Secondo i giudici, dato che l’attrice non fruiva di erogazione di alimenti in capo all’ex marito in suo favore, non poteva rivendicare in seguito alla sua morte l’attivazione di un trattamento previdenziale a suo favore, dato che la pensione di reversibilità non è solamente la prosecuzione in favore a terzi del pregresso diritto alla pensione dell’avente titolo, ma è la prosecuzione in favore di terzi aventi diritto.

Nell’adire la Corte di Cassazione la ricorrente lamenta la violazione e falsa applicazione dell’art. 22 della L. n. 903 del 21 luglio 1965, dell’art. 24 della l. n. 153 del 1969, in relazione agli articoli 3, 38 e 29 della Costituzione, in quanto secondo costante orientamento giurisprudenziale, la pensione di reversibilità deve essere riconosciuta non soltanto al coniuge in favore del quale il coniuge deceduto era tenuto a corrispondere un assegno di mantenimento, ma dopo l’emanazione della sentenza n. 286 del 1987 della Corte Costituzionale anche al coniuge separato per colpa o con addebito.

Gli Ermellini intervenuti per chiarire se l’ex moglie separata, senza il riconoscimento dell’assegno di mantenimento, abbia o meno diritto alla pensione di reversibilità una volta deceduto l’ex coniuge ha dichiarato fondato il ricorso, ribadendo che come già più volte chiarito:

“a seguito della sentenza della Corte Costituzionale n. 286 del 1987, la quale ha dichiarato l’illegittimità costituzionale della L. 30 aprile 1969, n. 153, art. 24 e della L. 18 agosto 1962, n. 1357 art. 23, comma 4 nella parte in cui escludono dalla erogazione della pensione di reversibilità il coniuge separato per colpa con sentenza passata in giudicato, tale pensione va riconosciuta al coniuge separato per colpa o con addebito, equiparato sotto ogni profilo al coniuge superstite e in favore del quale opera la presunzione legale di vivenza a carico del lavoratore al momento della morte”.

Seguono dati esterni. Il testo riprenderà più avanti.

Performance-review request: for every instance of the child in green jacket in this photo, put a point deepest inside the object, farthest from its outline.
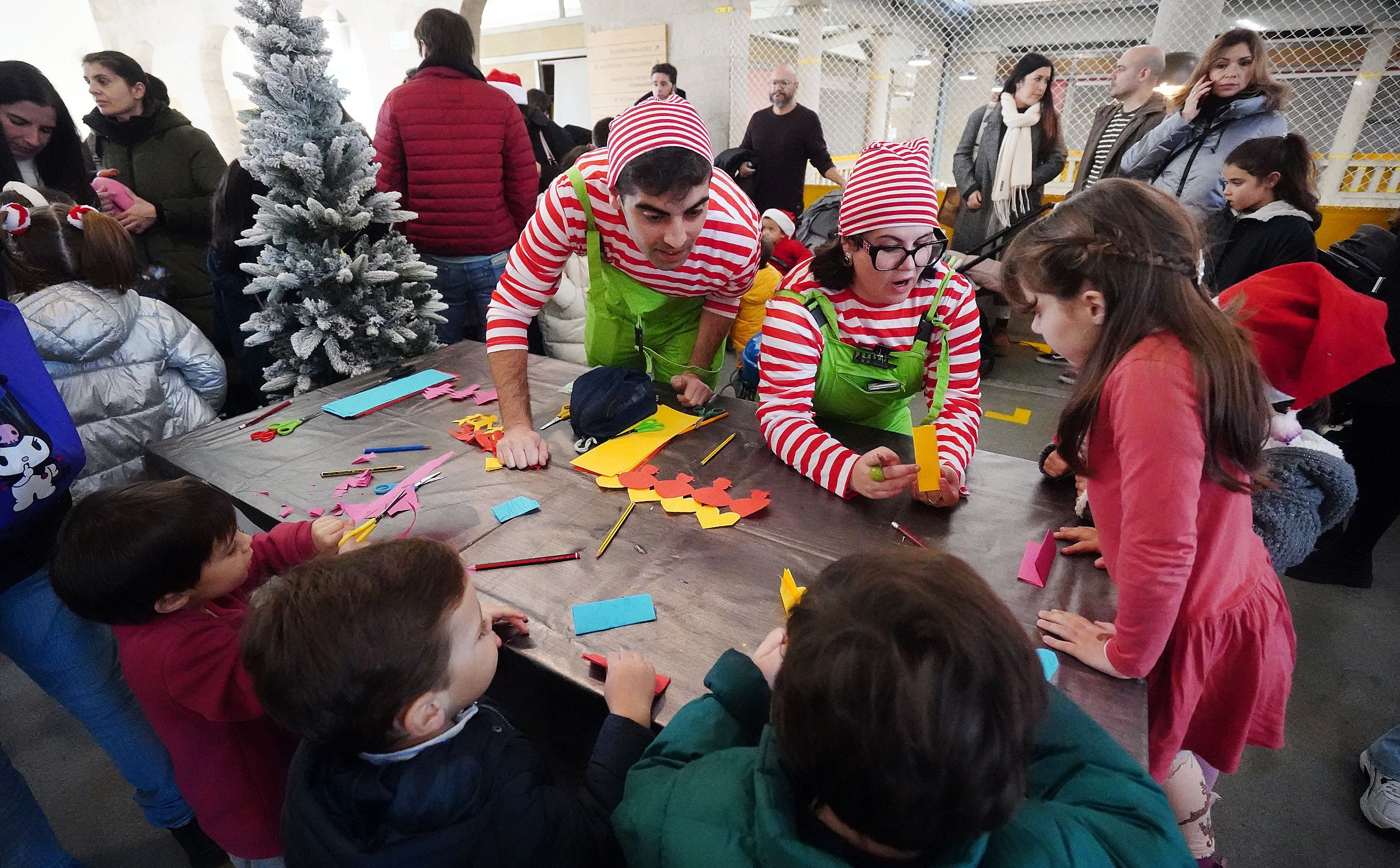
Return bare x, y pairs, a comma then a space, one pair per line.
901, 719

In seguito alla riforma dell’istituto della separazione personale, introdotto dal novellato articolo 151 del codice civile e la sentenza della Corte Costituzionale non è più giustificabile il diniego, al coniuge cui fosse stata addebitata la separazione, di una tutela che assicuri la continuità dei mezzi di sostentamento che il coniuge deceduto sarebbe stato tenuto a fornirgli.

Pertanto si deve applicare la l’articolo 22 della l. n. 903 del 21 luglio 1965 che non richiede quale requisito al fine di ottenere la pensione di reversibilità, la vivenza a carico al momento del decesso del coniuge e lo stato di bisogno, ma richiede solamente l’esistenza del rapporto coniugale con il coniuge defunto pensionato o assicurato.

La ratio dell’istituto è quello di porre il coniuge superstite al riparo dall’eventualità dello stato di bisogno, senza che tale condizione divenga concreto presupposto e condizione della tutela medesima.